Fig. 1.

(a) Simplified rationale for performing studies in NHP sepsis models of antibody inhibition of TNF-α and IL-6. Lipopolysaccharide (LPS) or E. coli are shown binding to a TLR4 surface receptor of a monocyte which initiates downstream signal transduction (yellow lightning bolt) and transcriptional upregulation of TNF-α. TNF-α further activates other pro- and anti-inflammatory cytokines, including IL-6. Both cytokines promote hypercoagulability by upregulating tissue factor (TF) expression.
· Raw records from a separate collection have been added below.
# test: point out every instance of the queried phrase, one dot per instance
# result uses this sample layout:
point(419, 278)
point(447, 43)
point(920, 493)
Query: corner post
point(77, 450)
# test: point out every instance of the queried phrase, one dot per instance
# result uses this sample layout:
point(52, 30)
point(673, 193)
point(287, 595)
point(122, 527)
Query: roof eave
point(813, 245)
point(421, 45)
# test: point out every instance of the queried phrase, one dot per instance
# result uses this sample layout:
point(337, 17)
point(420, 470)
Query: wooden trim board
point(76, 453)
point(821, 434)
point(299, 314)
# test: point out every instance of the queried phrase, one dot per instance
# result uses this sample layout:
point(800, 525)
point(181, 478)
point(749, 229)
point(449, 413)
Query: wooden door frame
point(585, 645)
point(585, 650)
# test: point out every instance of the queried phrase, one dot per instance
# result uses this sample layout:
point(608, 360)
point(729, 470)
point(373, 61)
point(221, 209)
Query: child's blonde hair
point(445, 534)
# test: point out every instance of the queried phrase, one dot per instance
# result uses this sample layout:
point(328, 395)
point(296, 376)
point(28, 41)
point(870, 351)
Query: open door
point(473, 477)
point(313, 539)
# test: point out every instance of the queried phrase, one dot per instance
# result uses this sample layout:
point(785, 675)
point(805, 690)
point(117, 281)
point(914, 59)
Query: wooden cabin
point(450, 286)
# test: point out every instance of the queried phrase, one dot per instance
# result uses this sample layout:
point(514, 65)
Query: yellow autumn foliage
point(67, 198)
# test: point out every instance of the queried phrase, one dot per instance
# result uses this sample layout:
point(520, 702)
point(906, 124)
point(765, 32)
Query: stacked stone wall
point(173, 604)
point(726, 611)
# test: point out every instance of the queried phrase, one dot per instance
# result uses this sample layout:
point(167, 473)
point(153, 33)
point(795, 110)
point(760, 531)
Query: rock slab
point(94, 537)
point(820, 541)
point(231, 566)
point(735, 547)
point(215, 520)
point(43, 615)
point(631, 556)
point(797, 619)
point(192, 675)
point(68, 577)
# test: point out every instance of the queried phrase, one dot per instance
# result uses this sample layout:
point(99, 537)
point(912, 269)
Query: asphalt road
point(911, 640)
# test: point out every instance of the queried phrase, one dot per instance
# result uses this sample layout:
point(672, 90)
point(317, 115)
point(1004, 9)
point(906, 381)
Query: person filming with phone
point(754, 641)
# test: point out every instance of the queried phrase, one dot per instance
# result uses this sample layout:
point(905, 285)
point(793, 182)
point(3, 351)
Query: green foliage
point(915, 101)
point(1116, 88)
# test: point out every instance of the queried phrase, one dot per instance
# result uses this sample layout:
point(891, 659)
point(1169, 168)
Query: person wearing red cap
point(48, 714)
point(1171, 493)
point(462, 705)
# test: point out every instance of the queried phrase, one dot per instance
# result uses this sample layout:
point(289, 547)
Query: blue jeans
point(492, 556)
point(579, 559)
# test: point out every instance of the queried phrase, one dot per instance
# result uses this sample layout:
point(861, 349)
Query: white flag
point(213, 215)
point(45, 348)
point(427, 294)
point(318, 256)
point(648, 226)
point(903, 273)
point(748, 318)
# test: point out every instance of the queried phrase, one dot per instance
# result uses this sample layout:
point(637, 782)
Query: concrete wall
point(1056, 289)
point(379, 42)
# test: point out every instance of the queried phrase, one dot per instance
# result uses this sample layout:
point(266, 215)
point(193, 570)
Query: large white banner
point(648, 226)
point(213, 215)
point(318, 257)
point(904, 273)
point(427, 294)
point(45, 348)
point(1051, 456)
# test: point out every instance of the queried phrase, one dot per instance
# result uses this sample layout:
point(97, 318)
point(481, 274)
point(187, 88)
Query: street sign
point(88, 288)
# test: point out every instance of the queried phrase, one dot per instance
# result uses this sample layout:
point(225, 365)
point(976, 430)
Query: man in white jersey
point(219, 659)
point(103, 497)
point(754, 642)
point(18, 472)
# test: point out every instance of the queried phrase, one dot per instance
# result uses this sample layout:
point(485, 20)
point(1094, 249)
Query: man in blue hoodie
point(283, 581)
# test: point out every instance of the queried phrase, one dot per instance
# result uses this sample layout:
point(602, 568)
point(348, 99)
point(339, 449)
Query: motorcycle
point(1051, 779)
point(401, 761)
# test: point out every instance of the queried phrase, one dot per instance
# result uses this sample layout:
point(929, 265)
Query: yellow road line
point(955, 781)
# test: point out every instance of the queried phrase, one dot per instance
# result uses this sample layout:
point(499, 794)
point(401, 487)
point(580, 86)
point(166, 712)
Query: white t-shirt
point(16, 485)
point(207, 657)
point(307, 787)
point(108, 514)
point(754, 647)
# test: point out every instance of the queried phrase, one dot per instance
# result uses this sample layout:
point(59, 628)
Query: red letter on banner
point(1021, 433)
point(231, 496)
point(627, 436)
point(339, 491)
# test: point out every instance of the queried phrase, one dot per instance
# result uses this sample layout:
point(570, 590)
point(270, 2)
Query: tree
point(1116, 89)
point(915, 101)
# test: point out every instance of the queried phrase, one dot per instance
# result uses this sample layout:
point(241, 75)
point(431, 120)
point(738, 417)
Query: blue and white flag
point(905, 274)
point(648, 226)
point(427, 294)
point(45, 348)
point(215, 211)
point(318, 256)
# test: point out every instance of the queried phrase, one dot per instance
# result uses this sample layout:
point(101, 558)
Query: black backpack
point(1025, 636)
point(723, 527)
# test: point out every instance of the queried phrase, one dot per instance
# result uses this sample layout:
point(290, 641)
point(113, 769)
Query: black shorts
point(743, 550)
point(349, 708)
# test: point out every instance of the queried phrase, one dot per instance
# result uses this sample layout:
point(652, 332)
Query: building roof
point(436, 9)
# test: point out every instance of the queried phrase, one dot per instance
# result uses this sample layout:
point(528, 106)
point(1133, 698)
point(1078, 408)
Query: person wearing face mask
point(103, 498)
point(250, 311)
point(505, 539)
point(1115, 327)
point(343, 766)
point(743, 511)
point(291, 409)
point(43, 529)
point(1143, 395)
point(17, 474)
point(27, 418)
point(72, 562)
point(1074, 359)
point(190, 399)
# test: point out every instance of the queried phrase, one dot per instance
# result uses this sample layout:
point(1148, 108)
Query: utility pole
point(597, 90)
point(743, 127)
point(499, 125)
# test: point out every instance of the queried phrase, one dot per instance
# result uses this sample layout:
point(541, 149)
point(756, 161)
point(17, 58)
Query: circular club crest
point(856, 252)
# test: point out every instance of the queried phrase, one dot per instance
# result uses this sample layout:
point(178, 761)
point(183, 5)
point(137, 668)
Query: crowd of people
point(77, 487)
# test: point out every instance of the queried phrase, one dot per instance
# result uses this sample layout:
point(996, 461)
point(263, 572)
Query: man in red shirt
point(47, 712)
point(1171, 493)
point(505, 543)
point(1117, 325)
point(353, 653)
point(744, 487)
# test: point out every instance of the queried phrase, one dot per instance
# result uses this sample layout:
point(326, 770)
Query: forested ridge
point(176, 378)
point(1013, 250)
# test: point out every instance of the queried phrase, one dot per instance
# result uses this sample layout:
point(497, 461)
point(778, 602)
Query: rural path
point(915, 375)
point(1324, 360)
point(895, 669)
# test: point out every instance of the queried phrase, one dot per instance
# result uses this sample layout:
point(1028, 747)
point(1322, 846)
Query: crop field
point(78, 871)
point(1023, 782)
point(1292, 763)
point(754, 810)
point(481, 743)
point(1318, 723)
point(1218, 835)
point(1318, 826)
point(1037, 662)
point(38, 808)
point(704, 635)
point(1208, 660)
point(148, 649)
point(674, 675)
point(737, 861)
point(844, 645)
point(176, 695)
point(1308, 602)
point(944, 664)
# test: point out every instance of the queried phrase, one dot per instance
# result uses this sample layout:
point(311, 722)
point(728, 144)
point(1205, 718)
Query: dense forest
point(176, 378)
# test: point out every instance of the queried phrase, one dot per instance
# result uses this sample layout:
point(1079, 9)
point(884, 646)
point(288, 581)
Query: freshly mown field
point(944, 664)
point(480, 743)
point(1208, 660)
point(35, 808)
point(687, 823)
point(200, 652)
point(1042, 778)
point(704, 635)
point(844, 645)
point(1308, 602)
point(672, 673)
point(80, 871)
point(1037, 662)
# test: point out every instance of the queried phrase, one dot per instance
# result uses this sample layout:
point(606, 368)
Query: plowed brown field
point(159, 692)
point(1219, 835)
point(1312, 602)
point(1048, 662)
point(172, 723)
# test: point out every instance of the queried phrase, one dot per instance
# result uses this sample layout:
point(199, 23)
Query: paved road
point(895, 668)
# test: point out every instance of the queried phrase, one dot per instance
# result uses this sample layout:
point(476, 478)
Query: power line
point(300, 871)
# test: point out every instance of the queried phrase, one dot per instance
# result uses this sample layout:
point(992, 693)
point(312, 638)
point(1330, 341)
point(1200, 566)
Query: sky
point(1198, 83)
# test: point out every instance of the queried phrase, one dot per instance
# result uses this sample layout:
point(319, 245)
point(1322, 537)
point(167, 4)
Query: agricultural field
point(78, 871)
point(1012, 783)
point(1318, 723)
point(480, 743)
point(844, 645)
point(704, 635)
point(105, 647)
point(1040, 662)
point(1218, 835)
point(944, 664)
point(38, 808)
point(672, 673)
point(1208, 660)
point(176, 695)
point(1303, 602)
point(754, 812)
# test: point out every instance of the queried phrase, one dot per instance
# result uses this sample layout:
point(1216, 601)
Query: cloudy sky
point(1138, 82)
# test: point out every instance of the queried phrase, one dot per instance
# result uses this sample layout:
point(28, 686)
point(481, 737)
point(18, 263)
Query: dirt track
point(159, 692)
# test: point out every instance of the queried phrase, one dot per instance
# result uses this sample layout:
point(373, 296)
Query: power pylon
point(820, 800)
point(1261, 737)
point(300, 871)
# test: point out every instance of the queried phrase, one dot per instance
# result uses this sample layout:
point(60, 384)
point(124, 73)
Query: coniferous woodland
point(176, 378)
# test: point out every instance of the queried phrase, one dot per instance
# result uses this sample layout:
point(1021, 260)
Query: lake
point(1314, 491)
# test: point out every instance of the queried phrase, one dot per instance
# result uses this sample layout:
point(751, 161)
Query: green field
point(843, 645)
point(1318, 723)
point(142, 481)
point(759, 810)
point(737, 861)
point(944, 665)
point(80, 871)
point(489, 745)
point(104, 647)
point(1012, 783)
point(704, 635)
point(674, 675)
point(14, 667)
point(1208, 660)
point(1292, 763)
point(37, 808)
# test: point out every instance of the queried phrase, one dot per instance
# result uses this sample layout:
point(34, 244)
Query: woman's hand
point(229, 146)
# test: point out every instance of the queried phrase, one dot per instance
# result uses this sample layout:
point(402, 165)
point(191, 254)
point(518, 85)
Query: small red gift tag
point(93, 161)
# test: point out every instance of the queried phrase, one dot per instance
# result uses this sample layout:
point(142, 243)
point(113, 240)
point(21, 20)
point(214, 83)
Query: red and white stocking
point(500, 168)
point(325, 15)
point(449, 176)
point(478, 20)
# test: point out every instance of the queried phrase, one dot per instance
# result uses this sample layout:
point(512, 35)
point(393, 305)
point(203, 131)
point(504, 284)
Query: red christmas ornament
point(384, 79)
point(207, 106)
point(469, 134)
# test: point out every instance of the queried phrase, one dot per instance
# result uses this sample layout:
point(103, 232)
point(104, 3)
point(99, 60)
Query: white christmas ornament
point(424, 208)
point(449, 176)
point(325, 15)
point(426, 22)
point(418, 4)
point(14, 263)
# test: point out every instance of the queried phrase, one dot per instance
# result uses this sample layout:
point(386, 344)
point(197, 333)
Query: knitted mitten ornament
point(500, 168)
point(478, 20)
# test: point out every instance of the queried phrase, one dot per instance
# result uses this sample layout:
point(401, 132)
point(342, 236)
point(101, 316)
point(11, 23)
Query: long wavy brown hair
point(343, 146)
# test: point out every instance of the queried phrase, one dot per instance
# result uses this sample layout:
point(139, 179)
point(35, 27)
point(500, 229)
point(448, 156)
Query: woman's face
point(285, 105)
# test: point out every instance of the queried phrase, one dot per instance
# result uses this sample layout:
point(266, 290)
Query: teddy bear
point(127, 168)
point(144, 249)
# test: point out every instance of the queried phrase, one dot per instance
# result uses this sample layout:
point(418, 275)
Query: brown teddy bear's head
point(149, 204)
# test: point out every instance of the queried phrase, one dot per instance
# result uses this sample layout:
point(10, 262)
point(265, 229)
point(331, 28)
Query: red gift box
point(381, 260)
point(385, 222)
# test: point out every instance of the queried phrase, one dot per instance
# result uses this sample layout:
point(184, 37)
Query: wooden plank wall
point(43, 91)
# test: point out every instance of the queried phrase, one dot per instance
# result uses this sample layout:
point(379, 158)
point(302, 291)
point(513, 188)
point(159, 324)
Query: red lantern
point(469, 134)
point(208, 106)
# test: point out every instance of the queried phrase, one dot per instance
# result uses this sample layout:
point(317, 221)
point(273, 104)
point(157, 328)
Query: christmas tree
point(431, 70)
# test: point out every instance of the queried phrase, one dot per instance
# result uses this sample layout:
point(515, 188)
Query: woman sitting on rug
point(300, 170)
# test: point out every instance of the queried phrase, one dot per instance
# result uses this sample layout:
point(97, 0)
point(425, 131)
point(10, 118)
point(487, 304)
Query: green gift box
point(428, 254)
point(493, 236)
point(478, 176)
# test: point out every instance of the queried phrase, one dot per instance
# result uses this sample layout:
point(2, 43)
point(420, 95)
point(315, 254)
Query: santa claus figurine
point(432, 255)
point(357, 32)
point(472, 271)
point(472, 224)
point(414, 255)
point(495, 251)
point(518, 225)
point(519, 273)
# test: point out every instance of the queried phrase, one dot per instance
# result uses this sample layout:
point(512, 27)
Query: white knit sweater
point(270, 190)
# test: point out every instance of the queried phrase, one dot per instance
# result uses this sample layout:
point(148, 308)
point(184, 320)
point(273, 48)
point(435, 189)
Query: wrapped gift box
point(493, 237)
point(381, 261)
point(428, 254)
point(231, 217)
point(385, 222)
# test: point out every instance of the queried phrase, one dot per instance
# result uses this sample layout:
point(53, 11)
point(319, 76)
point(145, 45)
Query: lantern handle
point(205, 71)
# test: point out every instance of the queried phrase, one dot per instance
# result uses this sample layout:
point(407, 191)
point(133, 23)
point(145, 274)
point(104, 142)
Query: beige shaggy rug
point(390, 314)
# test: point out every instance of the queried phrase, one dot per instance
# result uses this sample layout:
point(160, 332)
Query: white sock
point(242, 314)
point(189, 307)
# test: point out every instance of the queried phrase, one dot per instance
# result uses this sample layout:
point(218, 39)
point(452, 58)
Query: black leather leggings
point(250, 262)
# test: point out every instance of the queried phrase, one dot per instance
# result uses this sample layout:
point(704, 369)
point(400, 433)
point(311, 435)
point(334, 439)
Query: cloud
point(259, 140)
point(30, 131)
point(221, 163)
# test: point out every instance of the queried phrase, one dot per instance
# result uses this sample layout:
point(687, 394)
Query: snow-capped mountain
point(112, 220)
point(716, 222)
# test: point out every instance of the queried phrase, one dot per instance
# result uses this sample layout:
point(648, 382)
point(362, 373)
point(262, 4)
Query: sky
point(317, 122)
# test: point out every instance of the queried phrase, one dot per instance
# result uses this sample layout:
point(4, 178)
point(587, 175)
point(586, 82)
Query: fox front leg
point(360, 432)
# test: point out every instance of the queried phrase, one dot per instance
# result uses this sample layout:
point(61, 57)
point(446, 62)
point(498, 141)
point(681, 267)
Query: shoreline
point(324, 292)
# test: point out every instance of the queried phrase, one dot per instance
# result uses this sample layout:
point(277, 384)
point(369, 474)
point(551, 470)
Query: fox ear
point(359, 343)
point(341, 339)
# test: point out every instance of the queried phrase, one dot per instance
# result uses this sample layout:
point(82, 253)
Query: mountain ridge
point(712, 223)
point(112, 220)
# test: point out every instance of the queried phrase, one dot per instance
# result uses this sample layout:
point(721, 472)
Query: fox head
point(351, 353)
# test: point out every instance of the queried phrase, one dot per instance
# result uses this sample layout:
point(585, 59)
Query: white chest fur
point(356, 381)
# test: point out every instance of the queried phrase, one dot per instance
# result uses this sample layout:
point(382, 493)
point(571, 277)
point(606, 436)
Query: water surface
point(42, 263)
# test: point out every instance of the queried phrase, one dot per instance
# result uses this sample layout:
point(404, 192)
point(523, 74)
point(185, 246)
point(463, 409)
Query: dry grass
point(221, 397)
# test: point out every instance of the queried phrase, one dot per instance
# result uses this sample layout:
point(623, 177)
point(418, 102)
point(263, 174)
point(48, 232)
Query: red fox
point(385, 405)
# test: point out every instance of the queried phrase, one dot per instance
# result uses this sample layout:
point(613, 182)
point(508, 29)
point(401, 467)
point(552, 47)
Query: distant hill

TNF-α also simultaneously promotes and inhibits fibrinolysis via activation of tPA and PAI-1/2, respectively (see Fig. 1b). (b) Multiple therapeutics are shown inhibiting different components of the extrinsic coagulation pathway. These drugs were tested using LPS or E. coli NHP sepsis models. Abbreviations: Ab, antibody; APC, activated protein C; F3, factor 3; iFVIIa, site inactivated factor VIIa; IL6, interleukin 6; LPS, lipopolysaccharide; PAI-1/2, plasminogen activator inhibitor 1/2; rhATIII, recombinant human antithrombin III; SIRS, systemic inflammatory response syndrome; TF, tissue factor; TLR4, toll-like receptor 4; TNF, tumor necrosis factor.